After some retries with absolutely the same query I finally got what I desired:

"""

:param df: A :class:`~pyspark.sql.DataFrame` object to validate the schema against
:param required_schema: A :class:`~pyspark.sql.types.StructType` expected schema to
validate
:type required_schema: StructType
:param ignore_nullable: A boolean to determine if the nullable property should be
ignored when validating
:type ignore_nullable: bool, optional
:returns: None

Validate a DataFrame against required schema structure.

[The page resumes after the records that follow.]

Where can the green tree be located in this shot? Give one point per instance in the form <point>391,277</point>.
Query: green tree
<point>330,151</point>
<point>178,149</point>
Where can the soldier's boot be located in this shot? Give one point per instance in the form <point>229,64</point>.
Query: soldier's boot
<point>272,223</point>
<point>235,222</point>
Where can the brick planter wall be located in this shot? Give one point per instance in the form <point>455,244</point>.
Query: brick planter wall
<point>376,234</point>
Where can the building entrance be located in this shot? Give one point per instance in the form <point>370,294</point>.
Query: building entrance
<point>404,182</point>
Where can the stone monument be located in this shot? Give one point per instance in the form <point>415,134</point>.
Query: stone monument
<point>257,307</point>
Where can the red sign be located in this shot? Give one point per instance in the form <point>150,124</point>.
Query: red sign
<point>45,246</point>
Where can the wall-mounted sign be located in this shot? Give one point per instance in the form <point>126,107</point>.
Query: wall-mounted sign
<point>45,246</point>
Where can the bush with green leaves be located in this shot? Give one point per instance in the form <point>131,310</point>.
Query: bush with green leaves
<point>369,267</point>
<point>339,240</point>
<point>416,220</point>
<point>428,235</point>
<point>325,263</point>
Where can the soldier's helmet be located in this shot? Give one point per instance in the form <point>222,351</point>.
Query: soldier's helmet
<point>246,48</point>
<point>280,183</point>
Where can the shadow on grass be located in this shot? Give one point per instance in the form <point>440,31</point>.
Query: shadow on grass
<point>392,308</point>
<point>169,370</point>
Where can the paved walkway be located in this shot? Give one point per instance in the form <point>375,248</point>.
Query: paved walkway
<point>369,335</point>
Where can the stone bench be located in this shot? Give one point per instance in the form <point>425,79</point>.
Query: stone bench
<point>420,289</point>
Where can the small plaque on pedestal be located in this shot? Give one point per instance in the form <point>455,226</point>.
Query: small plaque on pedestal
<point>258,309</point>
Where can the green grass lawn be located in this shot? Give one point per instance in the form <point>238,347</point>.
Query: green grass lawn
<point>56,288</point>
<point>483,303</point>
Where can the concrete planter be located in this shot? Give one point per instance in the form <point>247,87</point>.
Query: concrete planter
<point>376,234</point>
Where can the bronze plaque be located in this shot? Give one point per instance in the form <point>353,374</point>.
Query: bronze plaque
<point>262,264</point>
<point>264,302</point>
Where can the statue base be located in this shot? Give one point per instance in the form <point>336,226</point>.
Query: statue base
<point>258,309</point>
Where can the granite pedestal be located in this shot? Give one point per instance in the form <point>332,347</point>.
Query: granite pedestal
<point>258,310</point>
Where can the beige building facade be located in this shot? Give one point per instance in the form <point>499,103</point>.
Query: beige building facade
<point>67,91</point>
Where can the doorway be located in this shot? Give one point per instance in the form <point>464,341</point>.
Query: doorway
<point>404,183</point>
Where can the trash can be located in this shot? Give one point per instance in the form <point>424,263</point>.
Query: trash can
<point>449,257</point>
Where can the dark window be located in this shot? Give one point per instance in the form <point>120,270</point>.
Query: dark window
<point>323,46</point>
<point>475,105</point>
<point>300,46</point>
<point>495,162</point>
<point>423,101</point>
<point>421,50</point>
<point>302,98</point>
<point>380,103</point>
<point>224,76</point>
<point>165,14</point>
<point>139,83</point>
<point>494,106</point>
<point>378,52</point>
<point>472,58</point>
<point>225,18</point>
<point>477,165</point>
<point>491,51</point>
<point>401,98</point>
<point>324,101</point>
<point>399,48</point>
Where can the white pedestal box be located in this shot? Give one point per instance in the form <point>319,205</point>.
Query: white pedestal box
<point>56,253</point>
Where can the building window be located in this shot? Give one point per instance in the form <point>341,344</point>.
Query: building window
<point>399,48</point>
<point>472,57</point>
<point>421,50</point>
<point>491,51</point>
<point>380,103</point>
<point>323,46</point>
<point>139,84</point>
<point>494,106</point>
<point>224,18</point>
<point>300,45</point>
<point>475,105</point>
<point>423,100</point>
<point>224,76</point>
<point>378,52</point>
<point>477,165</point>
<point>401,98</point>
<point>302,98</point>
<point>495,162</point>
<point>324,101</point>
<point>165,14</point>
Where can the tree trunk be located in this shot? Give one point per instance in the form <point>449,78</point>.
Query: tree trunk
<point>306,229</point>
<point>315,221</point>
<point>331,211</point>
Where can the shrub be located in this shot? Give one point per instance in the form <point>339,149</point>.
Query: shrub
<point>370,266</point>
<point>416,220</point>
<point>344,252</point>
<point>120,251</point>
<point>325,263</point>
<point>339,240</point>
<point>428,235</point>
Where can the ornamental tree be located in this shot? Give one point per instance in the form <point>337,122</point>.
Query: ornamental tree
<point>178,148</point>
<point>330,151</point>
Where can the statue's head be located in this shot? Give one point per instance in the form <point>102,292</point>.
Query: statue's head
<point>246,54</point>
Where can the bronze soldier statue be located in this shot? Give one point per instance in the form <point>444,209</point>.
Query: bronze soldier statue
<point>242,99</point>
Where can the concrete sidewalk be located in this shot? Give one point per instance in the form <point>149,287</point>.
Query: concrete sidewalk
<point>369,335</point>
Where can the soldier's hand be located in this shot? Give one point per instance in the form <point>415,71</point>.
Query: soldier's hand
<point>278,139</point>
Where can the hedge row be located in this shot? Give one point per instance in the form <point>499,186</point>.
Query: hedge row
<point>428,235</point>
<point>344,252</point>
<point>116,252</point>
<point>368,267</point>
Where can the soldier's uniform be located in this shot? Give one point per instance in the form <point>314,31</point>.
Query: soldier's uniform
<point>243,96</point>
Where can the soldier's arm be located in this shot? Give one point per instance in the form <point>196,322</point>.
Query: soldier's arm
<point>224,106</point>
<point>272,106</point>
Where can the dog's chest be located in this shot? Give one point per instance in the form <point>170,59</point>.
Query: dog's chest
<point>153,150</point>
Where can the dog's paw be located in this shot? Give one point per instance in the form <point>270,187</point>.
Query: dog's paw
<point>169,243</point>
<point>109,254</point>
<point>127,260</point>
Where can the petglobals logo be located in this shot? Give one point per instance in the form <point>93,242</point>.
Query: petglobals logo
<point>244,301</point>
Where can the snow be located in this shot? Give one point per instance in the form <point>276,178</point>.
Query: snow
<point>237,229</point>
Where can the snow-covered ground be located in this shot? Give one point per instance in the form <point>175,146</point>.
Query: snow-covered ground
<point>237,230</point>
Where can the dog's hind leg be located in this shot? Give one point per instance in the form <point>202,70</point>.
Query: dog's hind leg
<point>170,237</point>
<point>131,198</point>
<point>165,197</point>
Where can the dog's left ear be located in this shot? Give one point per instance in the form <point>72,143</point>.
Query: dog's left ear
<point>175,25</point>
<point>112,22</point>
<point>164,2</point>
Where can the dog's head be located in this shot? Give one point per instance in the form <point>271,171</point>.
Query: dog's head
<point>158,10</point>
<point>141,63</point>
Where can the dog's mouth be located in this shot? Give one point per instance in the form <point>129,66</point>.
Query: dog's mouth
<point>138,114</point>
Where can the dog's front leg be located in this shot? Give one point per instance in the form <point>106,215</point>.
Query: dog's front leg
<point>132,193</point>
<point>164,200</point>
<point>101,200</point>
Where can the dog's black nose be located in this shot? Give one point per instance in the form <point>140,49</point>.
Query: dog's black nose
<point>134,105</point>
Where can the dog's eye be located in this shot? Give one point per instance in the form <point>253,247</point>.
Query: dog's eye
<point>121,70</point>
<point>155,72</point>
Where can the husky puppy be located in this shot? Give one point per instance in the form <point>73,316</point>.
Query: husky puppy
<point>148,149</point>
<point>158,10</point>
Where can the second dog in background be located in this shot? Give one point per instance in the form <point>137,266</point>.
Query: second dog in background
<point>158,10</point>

This function will copy both the current DataFrame schema and the required
schema structure and compare
if the DataFrame schema contains all the expected fields of the required schema
structure.
If one of the fields is not found, a DataFrameMissingStructFieldError will be
raised.

If ignore_nullable is set to True, the function will ignor the nullable property
of the two schemas
for validation.

"""

There are some problems like a wrong order of parameters and description blocks or using of :class: tag which is not supported by MKDocs. But all of these can be easily fixed.

Some funny things

Sometimes LLM started to dream out of the blue. For example once it returns me docstrings with notes about changes in interface. The most interesting thing is that such a changelog looked very believable, despite being fictional from start to finish!

Fictional changelog
A fictional changelog example, generated by LLM

Conclusion

LLM looks very promising in such a common task like as generating documentation for the existing code. But even simple docs requires a careful control from the human side. Anyway I will use it in my projects because it is significantly better than write documentation from scratch by yourself. I do not think that LLV models can replace software developers in the nearest feature but I think that they will change the whole process of development and will become as much an integral part of development as, for example, IDEs have become.

P.S. I spend about 0.20 USD on LLM calls and about 30 minutes to setup all the configuration and generate all the docstrings. I'm absolutely sure that manual generation of docs would require significantly bigger amount of time!